Furrow, who is a training officer for RLVFD, and the other members of the department are continuing towards writing new grants, and getting more materials.

One of the things Furrow would like to accomplish is to build a rescue program. More often than not, the department handles many search and rescue missions. Red Lick has helped rescue a 5-week-old puppy out of a well, a 13-year-old runaway, and even a man who was lost searching for mushrooms.

"So what the goal is to try to make it so that we are able to operate on most rescue scenarios," Furrow said. "Being able to incorporate rescue stuff is a big goal for me and the department over the next three to five years."
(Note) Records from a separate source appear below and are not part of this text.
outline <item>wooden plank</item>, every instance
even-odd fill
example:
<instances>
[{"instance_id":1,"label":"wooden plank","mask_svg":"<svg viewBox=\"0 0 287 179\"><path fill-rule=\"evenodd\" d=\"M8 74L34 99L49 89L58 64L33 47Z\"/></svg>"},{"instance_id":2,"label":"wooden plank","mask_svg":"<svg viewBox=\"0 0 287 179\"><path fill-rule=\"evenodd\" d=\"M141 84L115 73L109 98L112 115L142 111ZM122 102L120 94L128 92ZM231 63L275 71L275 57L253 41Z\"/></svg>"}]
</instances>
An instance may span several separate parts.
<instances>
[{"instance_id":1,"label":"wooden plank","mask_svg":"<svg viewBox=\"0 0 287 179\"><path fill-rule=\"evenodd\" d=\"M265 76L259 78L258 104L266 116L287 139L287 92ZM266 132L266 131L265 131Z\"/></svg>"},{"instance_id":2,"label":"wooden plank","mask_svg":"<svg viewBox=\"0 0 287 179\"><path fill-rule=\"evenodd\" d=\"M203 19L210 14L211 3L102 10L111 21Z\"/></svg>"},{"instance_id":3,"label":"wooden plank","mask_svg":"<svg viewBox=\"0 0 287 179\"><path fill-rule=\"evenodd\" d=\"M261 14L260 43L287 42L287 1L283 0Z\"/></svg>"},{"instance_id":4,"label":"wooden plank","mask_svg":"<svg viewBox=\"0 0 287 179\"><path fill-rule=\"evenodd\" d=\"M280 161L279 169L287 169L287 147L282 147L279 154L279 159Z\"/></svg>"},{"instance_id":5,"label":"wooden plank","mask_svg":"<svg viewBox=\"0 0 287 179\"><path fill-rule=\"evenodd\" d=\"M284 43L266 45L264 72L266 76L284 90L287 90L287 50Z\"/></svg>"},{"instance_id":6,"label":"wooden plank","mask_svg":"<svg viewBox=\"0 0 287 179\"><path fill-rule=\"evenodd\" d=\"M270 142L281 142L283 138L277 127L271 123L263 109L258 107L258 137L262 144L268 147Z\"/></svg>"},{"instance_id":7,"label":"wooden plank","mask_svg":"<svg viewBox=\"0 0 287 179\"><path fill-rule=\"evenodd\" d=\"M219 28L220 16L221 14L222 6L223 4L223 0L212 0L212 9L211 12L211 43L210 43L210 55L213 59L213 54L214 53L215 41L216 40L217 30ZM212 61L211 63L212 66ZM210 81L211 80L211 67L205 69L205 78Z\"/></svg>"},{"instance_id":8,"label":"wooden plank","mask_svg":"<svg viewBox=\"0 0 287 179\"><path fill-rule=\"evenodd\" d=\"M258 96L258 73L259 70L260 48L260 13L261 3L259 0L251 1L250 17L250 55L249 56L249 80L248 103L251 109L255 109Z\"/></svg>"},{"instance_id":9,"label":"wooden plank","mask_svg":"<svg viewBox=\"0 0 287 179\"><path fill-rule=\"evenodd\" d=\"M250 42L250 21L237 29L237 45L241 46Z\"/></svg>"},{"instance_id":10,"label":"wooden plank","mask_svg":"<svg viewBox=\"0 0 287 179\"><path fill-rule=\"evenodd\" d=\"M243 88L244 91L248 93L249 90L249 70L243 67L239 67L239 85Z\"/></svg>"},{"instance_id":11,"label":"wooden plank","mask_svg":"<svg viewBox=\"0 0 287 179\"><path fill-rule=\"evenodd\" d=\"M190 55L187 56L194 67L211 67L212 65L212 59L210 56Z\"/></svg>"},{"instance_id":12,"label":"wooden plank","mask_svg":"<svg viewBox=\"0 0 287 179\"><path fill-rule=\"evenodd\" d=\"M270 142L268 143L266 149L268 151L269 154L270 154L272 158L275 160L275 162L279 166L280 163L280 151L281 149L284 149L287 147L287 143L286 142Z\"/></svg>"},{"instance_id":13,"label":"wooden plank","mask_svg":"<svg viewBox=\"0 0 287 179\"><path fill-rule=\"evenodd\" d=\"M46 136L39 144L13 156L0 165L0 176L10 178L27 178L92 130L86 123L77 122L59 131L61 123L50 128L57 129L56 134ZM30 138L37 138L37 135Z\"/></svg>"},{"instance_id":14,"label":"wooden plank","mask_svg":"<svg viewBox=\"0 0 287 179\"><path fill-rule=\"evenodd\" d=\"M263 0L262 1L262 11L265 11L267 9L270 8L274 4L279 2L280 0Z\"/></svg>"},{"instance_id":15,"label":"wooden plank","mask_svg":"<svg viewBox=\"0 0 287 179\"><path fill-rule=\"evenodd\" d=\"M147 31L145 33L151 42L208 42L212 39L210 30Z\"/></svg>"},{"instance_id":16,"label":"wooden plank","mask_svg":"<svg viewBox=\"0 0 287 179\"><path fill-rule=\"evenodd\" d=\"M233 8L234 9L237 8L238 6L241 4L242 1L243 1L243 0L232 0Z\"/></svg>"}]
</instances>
While the Red Lick Department is working to make things better for their volunteers, at the end of the day, it all comes back to the community.

"You are taking care of your friends when you are a true volunteer fire department," Everitt said. "We are farmers, we are factory workers, we are high school students, we are a 70-something retired guy who just keeps showing up. You don't have to be the person who saves a life, but you can certainly help us out."